Dermis - we can not see it because it is hidden under the epidermis. Dermis contains nerve endings, blood vessels, sebaceous glands and sweat glands. Also contains collagen and elastin. By nerve endings in this layer you feel things when touch them. They work with brain and nervous system, so that the brain receives messages about what you touch. Hard or soft, gentle or harsh. Sometimes we can touch danger things, so nerves are working with muscles to protect you from burning or pricking. Nerves react in a moment. They immediately send message to the brain, which immediately sends a command to muscles to withdraw the body.

There are very thin blood vessels in the dermis. They maintain healthy skin, delivering its oxygen, nutrients we need and discard unnecessary. These vessels are not visible to children, but if you looked at the skin of older people will see them. When the aging dermis, becomes thinner and easier to see through it.

 Dermis is home to many sebaceous glands that produce sebum always. Sebum is the natural oil of the skin. Shows the surface of the epidermis to keep skin oily and protects it. It also makes our skin waterproof.

 There are sweat glands in the epidermis. We sweat all the time but we don't feel it. Released in sweat pores - tiny holes in the skin. When sebum meet with sweat formed protective layer which is slightly sticky. The easiest way to see this layer is to try to raise a pin with a finger. Then wash your hands with soap and water and try to raise again the pin. It's not that easy because sticky layer is gone. It will appear soon when sebum (natural oil) and sweat glands make more sticky substance.

 The third layer is subcutaneous fat. Made primarily of fat, it helps your body to stay warm and when you hit something, took the blow. Subcutaneous layer of the skin helps to retain all the tissues beneath it.

 We have a hair follicle and throughout the entire body except the lips, hands and feet. We have more of them in some places over others. There are more than 100,000 follicles on your head. Hair follicles rely on the sebaceous glands to shine. In each follicle dermis is associated with sebaceous glands, which emit sebum (natural oiling) in the hair. That cover it with fat, giving it a slight shine and protection of the water.

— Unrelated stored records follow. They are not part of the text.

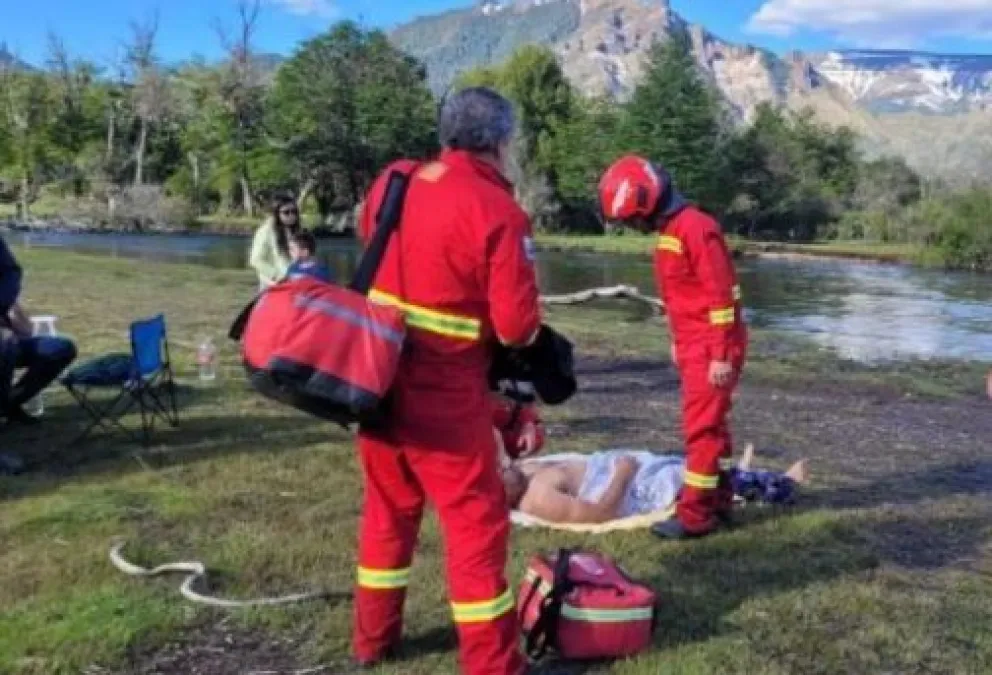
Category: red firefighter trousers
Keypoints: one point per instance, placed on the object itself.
(706, 491)
(466, 488)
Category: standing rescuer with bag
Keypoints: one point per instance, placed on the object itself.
(460, 265)
(698, 284)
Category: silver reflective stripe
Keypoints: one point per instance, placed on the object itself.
(350, 316)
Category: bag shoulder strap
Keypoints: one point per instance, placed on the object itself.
(387, 220)
(544, 633)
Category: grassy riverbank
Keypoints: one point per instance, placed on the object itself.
(885, 568)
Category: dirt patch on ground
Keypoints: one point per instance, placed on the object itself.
(219, 648)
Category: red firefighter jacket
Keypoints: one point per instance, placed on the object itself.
(461, 266)
(698, 284)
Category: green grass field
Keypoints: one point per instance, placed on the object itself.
(885, 567)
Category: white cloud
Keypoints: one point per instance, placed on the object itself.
(325, 9)
(877, 22)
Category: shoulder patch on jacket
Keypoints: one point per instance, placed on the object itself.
(530, 249)
(433, 172)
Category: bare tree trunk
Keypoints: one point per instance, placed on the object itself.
(305, 192)
(247, 203)
(25, 196)
(111, 130)
(194, 161)
(139, 155)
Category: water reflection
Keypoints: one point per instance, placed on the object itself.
(865, 312)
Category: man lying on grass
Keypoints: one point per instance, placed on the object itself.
(613, 484)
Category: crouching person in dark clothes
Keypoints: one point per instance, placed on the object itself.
(42, 358)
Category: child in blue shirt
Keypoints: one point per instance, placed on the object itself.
(303, 246)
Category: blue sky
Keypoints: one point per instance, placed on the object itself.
(95, 29)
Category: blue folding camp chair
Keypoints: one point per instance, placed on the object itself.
(144, 377)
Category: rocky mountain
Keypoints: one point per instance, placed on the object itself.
(901, 81)
(912, 103)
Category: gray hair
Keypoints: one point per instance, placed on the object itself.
(476, 119)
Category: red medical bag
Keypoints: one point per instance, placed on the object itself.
(583, 606)
(325, 349)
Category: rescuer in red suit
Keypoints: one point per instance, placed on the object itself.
(461, 266)
(698, 284)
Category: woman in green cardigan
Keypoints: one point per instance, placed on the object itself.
(270, 249)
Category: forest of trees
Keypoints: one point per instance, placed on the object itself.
(148, 143)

 Temperature - our skin can make us warm or cold. Blood vessels, sweat glands and hair coordinate and keep our body to maintain the correct temperature. If you walk in the heat, it may overheat. If you are outside when it's cold, our inner temperature may fall. In both cases, the skin helps. Our body is quite clever. Knows how to keep temperature and keep our cells healthy. The skin can respond to messages sent from the hypothalamus (the internal thermometer of brain). If running on a hot day, the blood vessels take a signal from the hypothalamus to release heat from the body. They do this by carrying warm blood to the skin surface. That is the reason why we get red when running. Sweat glands cooling our body, releasing heat from our body in the air. The more we warm, the more sweat release. Once the sweat evaporates, body becomes cooler.
 What happens when skiing? When we cold, blood vessels keep the body from cooling through narrow as possible and keep warm blood away from the skin surface and then skin bristle. This is "pilomotor reflex". This reflex is controlled by small thin muscles called erector pili. These muscles pulling your hairs and they erect.

Now you know that skin is not like other organs. Our obligation is to clean it and keep it.